AGL Energy CEO Brett Redman revealed in a press briefing that the Australian Energy Council’s statement had been agreed to through a “consensus” process involving all of the council’s membership, but that the position was non-binding.
“The Australian Energy Council is a broad church and I recognise that there were a couple of members who at this point have a different point of view,” Redman said.
“That was a respectful process of the Australian Energy Council followed that took account of all members views, and published what was a consensus position for the membership without binding any member to it, and without saying it represents in detail the views of any individual member.”
“So I’m quite comfortable that what Australian Energy Council is doing is standing up for what we think is the right way forward and talking about what transition looks like and our role in it,” Redman added.
Redman denied that the recent launch of new product offerings from AGL that would allow customers to purchase carbon neutral energy products, was designed to pressure other members of the Australian Energy Council to embrace the zero emissions targets.
“This is about standing up for what we believe, and I’m looking to show leadership about how we’re going to operate going forward,” Redman said.
AGL, which ranks as Australia’s largest greenhouse gas emitter, has made clear that it understands the need to transition its energy portfolio away from one dominated by coal generators, to one that features more wind and solar projects, as well as zero emissions technologies.
The company recently tied the executive and management bonuses to achieving “carbon transition metrics”, including cuts to the company’s emissions.

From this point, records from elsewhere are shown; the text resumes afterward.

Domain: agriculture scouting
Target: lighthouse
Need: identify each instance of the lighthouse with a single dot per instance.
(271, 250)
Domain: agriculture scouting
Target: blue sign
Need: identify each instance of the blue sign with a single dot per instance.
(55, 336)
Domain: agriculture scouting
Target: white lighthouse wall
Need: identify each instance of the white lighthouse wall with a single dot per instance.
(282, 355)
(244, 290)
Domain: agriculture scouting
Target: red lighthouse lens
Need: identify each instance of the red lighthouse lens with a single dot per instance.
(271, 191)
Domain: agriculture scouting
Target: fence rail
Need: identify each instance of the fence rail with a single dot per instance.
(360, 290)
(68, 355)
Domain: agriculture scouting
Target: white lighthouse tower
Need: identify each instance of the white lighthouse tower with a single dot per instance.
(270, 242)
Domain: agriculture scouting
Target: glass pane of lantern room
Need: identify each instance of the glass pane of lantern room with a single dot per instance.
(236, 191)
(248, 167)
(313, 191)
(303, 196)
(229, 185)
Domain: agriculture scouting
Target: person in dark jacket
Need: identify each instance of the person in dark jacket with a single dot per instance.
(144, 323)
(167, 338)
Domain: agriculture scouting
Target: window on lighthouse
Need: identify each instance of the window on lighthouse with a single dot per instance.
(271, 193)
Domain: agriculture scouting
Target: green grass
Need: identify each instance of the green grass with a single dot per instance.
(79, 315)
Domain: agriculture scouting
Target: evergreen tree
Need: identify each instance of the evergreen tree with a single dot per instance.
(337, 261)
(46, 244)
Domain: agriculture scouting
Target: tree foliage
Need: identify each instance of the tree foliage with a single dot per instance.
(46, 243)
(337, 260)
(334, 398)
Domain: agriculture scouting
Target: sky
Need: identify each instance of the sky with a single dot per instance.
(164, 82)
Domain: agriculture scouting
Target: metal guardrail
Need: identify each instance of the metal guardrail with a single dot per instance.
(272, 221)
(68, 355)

“AGL is a leader in the business community by including carbon transition metrics in our remuneration structure because we understand that as Australia’s largest carbon emitter, our management team has a role to play in the transition and we want to hold ourselves accountable to this,” Redman said.
Other “Big Three” energy retailers have also made commitments to reducing emissions, including EnergyAustralia’s commitment to achieving carbon neutrality by 2050, and Origin Energy committing to set targets in line with the Paris Agreement.
With AGL, the “Big Three” retailers represent three of Australia’s top four largest carbon emitters, collectively responsible for around 15 per cent of Australia’s total emissions.